Adopté en première lecture au Sénat le 18 février dernier et porté par le sénateur LR Michel Savin, un texte de loi propose entre autres d’interdire le port de signes religieux ostensibles dans les compétitions sportives. À la suite des conclusions tirées de leur mission flash portant sur « dérives communautaristes et islamistes dans le sport », Caroline Yadan (Ensemble pour la République) et Julien Odoul (Rassemblement national) ont appelé le 5 mars les députés à faire aboutir cette proposition de loi. La ministre des Sports, Marie Barsacq, a estimé mercredi que cette mesure n’était pas une « priorité » pour le gouvernement.

Une clarification juridique très attendue par les fédérations sportives, mais qui sera très certainement longue à faire accepter dans le milieu du sport en France. Sociologue spécialiste de la radicalisation dans le sport, Médéric Chapitaux livre son analyse à Marianne.

Marianne : La proposition de loi de Michel Savin vise à interdire le port des signes religieux dans les compétitions sportives. Le principe de neutralité va-t-il s’imposer dans le sport ?
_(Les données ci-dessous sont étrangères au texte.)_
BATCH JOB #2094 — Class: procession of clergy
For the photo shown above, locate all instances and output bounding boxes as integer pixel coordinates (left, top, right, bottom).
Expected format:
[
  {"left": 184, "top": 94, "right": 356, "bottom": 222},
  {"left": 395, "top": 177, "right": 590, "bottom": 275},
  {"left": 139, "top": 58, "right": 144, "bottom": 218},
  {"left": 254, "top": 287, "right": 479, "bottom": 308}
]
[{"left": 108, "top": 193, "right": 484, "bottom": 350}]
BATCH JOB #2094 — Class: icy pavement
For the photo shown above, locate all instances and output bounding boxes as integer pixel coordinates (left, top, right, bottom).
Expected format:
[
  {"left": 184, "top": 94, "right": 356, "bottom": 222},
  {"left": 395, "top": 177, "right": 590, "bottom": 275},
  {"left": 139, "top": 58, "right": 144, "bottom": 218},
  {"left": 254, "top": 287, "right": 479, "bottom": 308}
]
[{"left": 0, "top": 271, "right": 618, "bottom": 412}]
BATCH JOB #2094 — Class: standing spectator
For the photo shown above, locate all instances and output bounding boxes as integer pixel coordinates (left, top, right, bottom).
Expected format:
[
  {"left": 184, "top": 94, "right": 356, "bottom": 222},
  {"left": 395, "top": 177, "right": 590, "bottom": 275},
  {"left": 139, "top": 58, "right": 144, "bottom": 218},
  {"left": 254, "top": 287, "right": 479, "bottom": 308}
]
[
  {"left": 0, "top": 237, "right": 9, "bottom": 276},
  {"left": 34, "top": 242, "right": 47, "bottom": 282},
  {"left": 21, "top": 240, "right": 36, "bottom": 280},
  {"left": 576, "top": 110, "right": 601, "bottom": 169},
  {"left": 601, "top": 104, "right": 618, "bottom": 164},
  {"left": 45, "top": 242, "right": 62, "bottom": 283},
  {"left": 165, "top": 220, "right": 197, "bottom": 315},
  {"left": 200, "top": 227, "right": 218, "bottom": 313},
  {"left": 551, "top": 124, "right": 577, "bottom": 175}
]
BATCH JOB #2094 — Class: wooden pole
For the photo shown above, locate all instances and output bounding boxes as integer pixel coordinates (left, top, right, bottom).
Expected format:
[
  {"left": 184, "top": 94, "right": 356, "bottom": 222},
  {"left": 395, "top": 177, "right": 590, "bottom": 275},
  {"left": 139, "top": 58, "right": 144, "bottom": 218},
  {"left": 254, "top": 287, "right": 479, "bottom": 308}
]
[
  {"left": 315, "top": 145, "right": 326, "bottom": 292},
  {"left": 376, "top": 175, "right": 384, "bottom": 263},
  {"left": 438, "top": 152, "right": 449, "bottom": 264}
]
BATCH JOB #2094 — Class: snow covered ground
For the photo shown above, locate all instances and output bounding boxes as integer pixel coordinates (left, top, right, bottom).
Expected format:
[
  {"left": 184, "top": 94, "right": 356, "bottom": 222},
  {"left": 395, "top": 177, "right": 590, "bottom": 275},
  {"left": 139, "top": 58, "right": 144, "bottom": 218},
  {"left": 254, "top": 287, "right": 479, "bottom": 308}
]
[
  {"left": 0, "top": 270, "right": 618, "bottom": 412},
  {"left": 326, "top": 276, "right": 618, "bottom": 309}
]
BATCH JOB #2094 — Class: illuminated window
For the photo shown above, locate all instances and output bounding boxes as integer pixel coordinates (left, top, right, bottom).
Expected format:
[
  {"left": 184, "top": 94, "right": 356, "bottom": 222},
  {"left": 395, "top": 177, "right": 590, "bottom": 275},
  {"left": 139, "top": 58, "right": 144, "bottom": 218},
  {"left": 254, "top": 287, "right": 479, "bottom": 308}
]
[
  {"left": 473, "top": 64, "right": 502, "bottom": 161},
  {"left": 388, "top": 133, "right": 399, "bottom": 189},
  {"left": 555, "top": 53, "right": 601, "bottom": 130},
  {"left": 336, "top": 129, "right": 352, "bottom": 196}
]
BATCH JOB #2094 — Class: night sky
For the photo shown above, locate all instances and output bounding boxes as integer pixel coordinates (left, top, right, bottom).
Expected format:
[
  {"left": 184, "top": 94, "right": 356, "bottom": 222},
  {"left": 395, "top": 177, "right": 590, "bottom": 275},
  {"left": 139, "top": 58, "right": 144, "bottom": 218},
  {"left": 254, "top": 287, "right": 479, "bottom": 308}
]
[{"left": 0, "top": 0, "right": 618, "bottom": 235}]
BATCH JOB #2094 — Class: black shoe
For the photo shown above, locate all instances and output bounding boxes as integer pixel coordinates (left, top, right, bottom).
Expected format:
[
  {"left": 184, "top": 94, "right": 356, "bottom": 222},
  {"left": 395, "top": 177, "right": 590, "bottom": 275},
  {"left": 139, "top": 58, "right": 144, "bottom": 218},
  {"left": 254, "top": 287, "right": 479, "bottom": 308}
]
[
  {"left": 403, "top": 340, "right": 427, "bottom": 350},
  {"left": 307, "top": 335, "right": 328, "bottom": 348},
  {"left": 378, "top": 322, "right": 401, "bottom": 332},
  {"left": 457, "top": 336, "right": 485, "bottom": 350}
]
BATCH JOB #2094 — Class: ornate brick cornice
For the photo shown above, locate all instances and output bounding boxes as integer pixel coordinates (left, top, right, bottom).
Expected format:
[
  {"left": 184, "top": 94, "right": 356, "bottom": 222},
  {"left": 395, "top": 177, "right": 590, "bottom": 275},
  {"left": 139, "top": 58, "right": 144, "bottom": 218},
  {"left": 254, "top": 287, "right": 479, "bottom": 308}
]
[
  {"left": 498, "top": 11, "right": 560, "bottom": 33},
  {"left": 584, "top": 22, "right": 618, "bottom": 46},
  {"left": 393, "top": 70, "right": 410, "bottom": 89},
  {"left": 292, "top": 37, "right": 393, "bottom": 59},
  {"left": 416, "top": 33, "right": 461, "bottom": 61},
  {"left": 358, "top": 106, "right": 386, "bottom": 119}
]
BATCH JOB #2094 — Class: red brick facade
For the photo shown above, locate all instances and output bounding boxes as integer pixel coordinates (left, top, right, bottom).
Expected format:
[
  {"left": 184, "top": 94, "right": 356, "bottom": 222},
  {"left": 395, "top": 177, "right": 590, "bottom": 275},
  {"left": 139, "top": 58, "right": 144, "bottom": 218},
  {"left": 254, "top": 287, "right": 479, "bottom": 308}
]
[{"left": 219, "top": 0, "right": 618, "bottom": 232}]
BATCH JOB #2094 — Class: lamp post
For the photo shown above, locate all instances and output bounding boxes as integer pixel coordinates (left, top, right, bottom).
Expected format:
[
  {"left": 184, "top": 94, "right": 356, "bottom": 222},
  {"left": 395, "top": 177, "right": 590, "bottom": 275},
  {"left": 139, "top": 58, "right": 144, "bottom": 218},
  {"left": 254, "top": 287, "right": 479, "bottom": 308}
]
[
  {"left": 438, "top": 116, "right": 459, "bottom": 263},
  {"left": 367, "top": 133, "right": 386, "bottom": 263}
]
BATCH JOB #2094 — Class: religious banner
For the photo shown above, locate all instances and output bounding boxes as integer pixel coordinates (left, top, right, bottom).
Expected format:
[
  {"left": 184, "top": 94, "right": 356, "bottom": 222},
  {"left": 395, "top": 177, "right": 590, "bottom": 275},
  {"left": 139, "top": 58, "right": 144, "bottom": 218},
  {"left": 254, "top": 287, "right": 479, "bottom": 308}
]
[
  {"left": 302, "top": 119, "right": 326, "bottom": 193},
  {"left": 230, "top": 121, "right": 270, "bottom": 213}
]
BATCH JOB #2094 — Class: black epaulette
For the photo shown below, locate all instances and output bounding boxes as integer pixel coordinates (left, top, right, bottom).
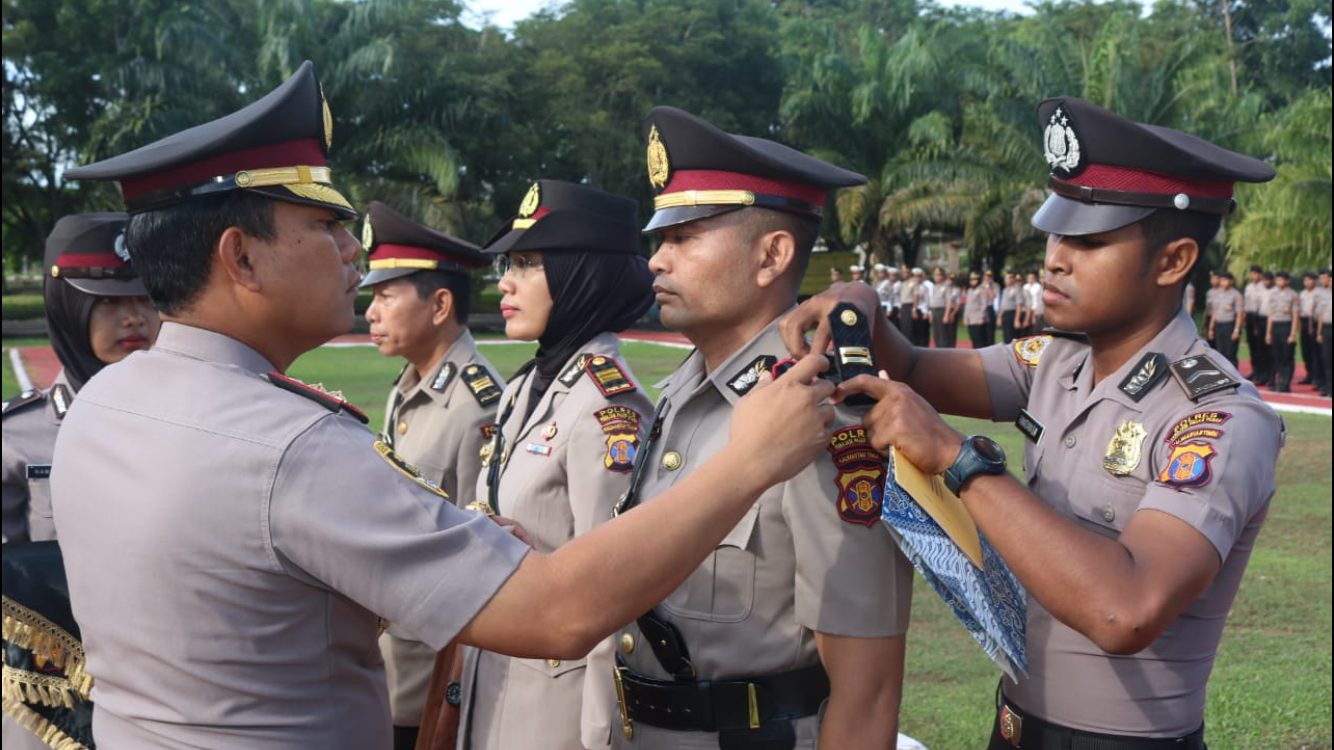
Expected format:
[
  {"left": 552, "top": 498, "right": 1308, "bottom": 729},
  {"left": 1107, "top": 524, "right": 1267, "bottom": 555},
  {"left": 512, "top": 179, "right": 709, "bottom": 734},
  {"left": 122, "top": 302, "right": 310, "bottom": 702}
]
[
  {"left": 584, "top": 354, "right": 639, "bottom": 396},
  {"left": 462, "top": 364, "right": 502, "bottom": 407},
  {"left": 556, "top": 354, "right": 592, "bottom": 388},
  {"left": 0, "top": 388, "right": 47, "bottom": 419},
  {"left": 264, "top": 370, "right": 371, "bottom": 424},
  {"left": 1171, "top": 354, "right": 1242, "bottom": 402}
]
Médéric Chapitaux : Il faut clarifier les choses. À mon sens, l’analyse journalistique et politique de ce texte est trop centrée sur le port du voile, qui pour moi n’est pas le problème en soi. L’enjeu, c’est de faire respecter le principe de neutralité dans le monde du sport, dont je suis un fervent défenseur, pour deux aspects. Le sport a un rôle éducatif, mais il y a une incohérence pédagogique entre ce qui se fait au sein de l’Éducation nationale et ce qui se passe sur les terrains. Nécessairement, ça va attaquer la liberté de conscience des uns et des autres. Mais ça n’est pas le seul espace public où cette liberté est restreinte. La décision du Conseil d’État sur le port du voile avec la robe d’avocat lors des audiences va dans le même sens. On estime qu’il y a des espaces où cette liberté ne peut pas s’afficher en raison des difficultés qu’elle peut poser.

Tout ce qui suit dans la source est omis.